Mardi soir, il s'était endormi chez lui pour ne plus se réveiller. Il était le plus fidèle des donneurs de sang de Béni-Saf. Il s'appelait Djemaï Boucif. «Incontestablement, il va manquer à cette noble action», me souffla un médecin, membre de l'association de donneurs de sang de la ville de Béni-Saf. Le défunt compterait, mine de rien, près de 200 dons de son sang.

 

Il était très connu par tout le monde, il n'a jamais manqué à l'appel au profit d'un patient, en quête de quelques plasmas, sur un lit d'hôpital. «Il suffit seulement de m'en parler ou de m'informer par un proche ou voisin, je serais toujours le premier à tendre mon bras et me faire passer le garrot», dira-t-il un jour à un imam d'une mosquée qui venait de lire une lettre d'appel de don de sang.

 

Associations, hôpitaux ou autres, tous reconnaissaient en lui cet enthousiasme quant à donner de son sang.
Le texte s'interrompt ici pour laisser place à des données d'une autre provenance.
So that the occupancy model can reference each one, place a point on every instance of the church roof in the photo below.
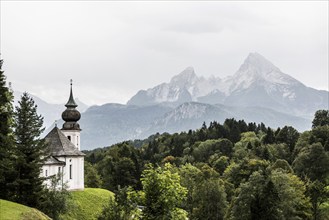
(53, 160)
(60, 145)
(71, 103)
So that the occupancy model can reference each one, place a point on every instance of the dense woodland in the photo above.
(234, 170)
(22, 153)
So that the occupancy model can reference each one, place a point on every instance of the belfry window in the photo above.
(70, 171)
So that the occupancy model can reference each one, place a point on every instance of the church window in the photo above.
(70, 171)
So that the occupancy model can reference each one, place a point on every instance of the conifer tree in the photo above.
(30, 152)
(7, 171)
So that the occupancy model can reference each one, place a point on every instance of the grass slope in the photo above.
(14, 211)
(87, 204)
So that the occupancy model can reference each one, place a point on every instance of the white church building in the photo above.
(66, 160)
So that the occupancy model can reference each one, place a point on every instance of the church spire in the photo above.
(71, 115)
(71, 103)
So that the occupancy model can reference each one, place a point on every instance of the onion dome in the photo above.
(71, 115)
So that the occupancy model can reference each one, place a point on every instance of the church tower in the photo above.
(71, 128)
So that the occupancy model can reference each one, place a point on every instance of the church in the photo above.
(66, 160)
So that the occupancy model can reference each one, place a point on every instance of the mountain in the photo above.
(257, 92)
(50, 112)
(256, 83)
(191, 115)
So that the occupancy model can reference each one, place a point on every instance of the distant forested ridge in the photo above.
(234, 170)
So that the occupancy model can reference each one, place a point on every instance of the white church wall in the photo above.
(50, 170)
(73, 136)
(73, 175)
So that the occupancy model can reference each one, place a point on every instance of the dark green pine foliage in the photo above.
(31, 152)
(7, 171)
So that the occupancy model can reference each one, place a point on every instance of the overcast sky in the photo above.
(112, 49)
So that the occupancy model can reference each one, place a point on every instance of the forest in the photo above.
(234, 170)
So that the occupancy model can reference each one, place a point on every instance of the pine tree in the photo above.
(7, 171)
(30, 152)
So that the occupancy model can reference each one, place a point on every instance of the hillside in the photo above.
(87, 204)
(14, 211)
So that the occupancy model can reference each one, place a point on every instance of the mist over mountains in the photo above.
(257, 83)
(257, 92)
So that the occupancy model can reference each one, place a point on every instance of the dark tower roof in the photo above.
(71, 103)
(71, 115)
(60, 145)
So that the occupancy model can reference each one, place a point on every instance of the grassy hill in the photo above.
(14, 211)
(87, 204)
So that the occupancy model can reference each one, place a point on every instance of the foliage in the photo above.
(232, 170)
(87, 204)
(92, 178)
(7, 146)
(321, 118)
(30, 153)
(54, 202)
(163, 192)
(271, 195)
(15, 211)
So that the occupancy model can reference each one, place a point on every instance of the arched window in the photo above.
(70, 171)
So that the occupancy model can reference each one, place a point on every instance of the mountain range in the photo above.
(257, 92)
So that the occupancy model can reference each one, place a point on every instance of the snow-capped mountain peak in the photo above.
(257, 64)
(256, 83)
(186, 77)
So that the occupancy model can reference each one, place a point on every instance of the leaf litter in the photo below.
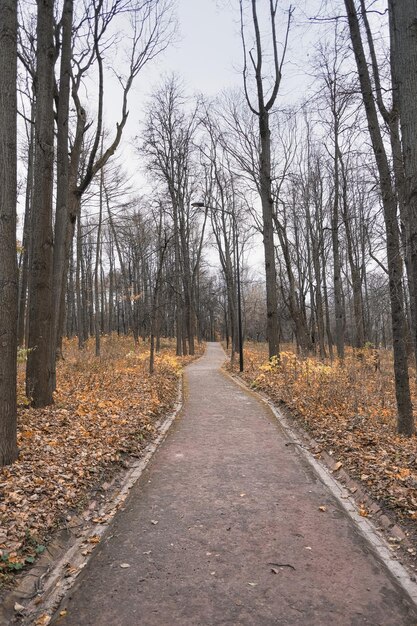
(104, 410)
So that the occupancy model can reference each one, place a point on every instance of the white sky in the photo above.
(208, 57)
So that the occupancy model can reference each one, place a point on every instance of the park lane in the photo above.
(225, 528)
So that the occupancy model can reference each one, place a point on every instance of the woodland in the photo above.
(108, 287)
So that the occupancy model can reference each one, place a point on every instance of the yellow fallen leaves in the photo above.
(104, 410)
(349, 408)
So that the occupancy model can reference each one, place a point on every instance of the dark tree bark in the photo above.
(38, 372)
(403, 16)
(405, 422)
(8, 265)
(62, 191)
(265, 185)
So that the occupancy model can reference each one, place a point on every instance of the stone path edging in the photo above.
(378, 543)
(50, 579)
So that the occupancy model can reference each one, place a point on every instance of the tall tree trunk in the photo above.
(23, 284)
(62, 186)
(268, 234)
(403, 17)
(8, 265)
(38, 372)
(405, 422)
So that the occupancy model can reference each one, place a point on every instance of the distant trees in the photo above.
(337, 219)
(389, 203)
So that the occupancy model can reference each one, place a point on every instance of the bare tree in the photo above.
(8, 265)
(38, 372)
(262, 110)
(405, 422)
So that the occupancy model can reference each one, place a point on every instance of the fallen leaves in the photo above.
(105, 409)
(349, 408)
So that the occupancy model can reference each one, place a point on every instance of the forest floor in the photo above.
(349, 410)
(105, 410)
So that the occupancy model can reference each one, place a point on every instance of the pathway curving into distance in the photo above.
(224, 528)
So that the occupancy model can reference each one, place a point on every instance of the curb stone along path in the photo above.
(55, 572)
(229, 526)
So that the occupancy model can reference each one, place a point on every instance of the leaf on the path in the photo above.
(275, 567)
(363, 512)
(70, 570)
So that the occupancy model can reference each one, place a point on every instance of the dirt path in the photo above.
(224, 528)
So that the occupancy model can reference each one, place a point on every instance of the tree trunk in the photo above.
(60, 263)
(405, 423)
(403, 17)
(38, 372)
(268, 235)
(8, 265)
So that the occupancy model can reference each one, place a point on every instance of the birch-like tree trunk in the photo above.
(8, 265)
(38, 372)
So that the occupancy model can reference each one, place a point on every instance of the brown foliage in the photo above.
(104, 409)
(349, 408)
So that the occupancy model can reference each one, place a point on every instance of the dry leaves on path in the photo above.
(349, 408)
(104, 409)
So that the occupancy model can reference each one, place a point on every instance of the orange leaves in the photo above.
(104, 409)
(349, 407)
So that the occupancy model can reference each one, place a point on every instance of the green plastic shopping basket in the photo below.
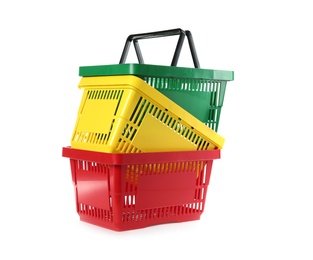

Tout le monde connaissait son numéro de portable, encore plus son domicile. En dehors, il ne connaissait que le marché de la ville où il était (dans l'informel, pardon!) un simple vendeur de légumes. «Il n'a jamais, au grand jamais, refusé de donner de son sang», me dira un donneur de sang comme lui. Il était aussi un des plus importants sinon le plus important fournisseur de la banque de sang de l'hôpital de Béni-Saf. Plusieurs fois distingué par la Fédération nationale des donneurs de sang pour ses actions qu'elle invitait à Alger, Djemaï Boucif en était fier d'appartenir à cette «communauté». Mais le contrecœur, qui l'a peut-être le plus marqué dans sa vie, fut vraisemblablement le poste de gardien promis à l'hôpital mais qui ne lui fut jamais accordé. «On m'a dit que je n'ai pas de diplôme ni un bon niveau d'étude», m'avait-il dit tristement un jour. Un diplôme pour ouvrir et fermer un portail, quelle ingratitude !

 

En plus de l'homme engagé dans ce genre d'actions qu'il fut, il était très apprécié par toute la population. Boucif était un homme très gracieux. Son enterrement, ce mercredi au cimetière de Ghar-el-baroud, a été suivi par une foule immense. Djemaï Boucif avait 50 ans et était père de cinq filles dont la plus jeune a à peine 3 ans.